Joining the secretary were cabinet members Marcia L. Fudge, secretary of Housing and Urban Development; Michael S. Regan, administrator of the Environmental Protection Agency; Shalanda D. Young, acting director of the Office of Management and Budget; Linda Thomas-Greenfield, ambassador of the U.S. Mission to the United Nations; and Cecilia E. Rouse, chair of the Council of Economic Advisers.
As a 41-year Army career officer, the secretary entered the military as a student at the U.S. Military Academy in West Point, New York. It was there where he realized his first mentor would be Henry O. Flipper, the first black graduate of the school.
“Initially, the first tough thing I had to do was go to West Point and finish and be successful,” Austin shared with the other cabinet members. He recalled how Flipper, who graduated in 1877, also was from his hometown of Thomasville, Georgia.
“The things [Flipper] had to go through in order to graduate and become an officer in the Army and the sacrifices he made were just extraordinary,” the secretary said. “And I felt that if he could do that, in that day and age, surely I could be successful, as well. [He] was a great role model for me,” he said, noting that he had numerous mentors in his career.
Austin rose to the rank of four-star Army general and retired following his post as the commander of U.S. Central Command.

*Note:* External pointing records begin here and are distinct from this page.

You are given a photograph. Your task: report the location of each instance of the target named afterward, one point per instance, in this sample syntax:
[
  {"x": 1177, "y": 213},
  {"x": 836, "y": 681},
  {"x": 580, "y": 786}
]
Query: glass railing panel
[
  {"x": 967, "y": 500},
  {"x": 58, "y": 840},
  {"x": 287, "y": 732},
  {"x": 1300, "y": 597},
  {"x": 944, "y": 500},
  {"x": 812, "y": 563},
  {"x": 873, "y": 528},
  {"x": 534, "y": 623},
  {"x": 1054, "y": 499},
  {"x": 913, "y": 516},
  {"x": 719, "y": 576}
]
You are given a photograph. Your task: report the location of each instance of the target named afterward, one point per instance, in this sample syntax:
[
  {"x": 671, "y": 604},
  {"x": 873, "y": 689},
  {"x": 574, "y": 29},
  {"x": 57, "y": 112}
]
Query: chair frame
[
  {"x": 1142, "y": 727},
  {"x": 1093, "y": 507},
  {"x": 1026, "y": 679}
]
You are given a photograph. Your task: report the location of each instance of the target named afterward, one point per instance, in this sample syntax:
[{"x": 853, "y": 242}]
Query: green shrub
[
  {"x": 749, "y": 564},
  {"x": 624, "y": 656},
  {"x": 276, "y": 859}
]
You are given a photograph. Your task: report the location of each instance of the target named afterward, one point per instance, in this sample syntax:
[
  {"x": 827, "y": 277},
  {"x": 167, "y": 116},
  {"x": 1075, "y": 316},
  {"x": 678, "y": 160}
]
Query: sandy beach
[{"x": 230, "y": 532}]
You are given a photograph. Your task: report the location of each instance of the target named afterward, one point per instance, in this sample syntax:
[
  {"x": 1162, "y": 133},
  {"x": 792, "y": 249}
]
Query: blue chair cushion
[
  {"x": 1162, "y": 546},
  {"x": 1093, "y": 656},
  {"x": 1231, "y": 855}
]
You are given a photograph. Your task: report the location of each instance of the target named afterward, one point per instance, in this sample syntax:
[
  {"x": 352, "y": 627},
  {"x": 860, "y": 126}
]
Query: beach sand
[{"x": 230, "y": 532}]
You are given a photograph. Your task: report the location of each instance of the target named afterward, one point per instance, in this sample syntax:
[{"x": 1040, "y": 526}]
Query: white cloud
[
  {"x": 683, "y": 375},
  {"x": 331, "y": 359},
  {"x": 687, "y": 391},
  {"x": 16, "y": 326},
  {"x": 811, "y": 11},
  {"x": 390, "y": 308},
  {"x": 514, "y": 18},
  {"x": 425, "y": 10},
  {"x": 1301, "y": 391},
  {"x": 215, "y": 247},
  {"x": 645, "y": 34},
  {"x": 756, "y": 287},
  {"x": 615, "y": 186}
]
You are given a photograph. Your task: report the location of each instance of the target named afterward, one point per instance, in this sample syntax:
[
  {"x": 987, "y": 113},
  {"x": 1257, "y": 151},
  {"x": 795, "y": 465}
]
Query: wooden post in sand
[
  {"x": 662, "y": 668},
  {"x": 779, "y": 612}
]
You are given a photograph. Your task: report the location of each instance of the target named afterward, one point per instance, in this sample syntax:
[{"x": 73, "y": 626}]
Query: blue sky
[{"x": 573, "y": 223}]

“I really loved what I was doing,” he said of his Army career. “I loved being with the soldiers, I loved leading, I loved being a part of a great team and being a part of something bigger than myself.”
And that military passion allowed Austin to do what was needed in terms of investing the time and effort to become good at what he was doing, he said. “And so, 41 years later, I took the uniform off. And as you know, I was offered — a year-plus ago — the opportunity to join [President Joe Biden’s] team. I really feel fortunate to be able to come and join a team again,” he added.
In terms of Biden’s strides with diversity, the secretary said he “cannot speak more highly about the example he has set. And I know firsthand that the president is committed to that issue.” On the 2020 presidential campaign trail, then-presidential candidate Biden pledged to establish the most diverse cabinet in the history of the country.
Austin said he is “honored to be the first African-American secretary of defense.”
And as the 28th secretary of defense, he said he does not want to be the last African-American secretary of defense. “I want to make sure I create the conditions that young people out there … can really relate to and say, ‘I can be him, or I can be very successful in the Department of Defense.'”
What the secretary said he thinks about 24 hours of every day is defending the United States. “I have a great team that helps me do that,” he added.
And one of the things he wants to do at DOD is make sure he creates as inclusive an environment as possible, Austin said. “Diversity is really important to us. The … military has led the way in a lot of cases. With respect to diversity, I’ve got to make sure that we continue to make strides. And I equate diversity with being invited to the dance. Inclusion is actually being asked to dance.”
It’s also a goal of the secretary’s to make sure DOD has the environment that’s not only diverse in the ranks, but there’s also diversity in the leadership and it’s inclusive, too, he noted.
“I believe this cabinet is very inclusive,” Austin said. “Every time that I’m with the cabinet members, I always feel welcomed and that I am with teammates I can work with, trust and count on.”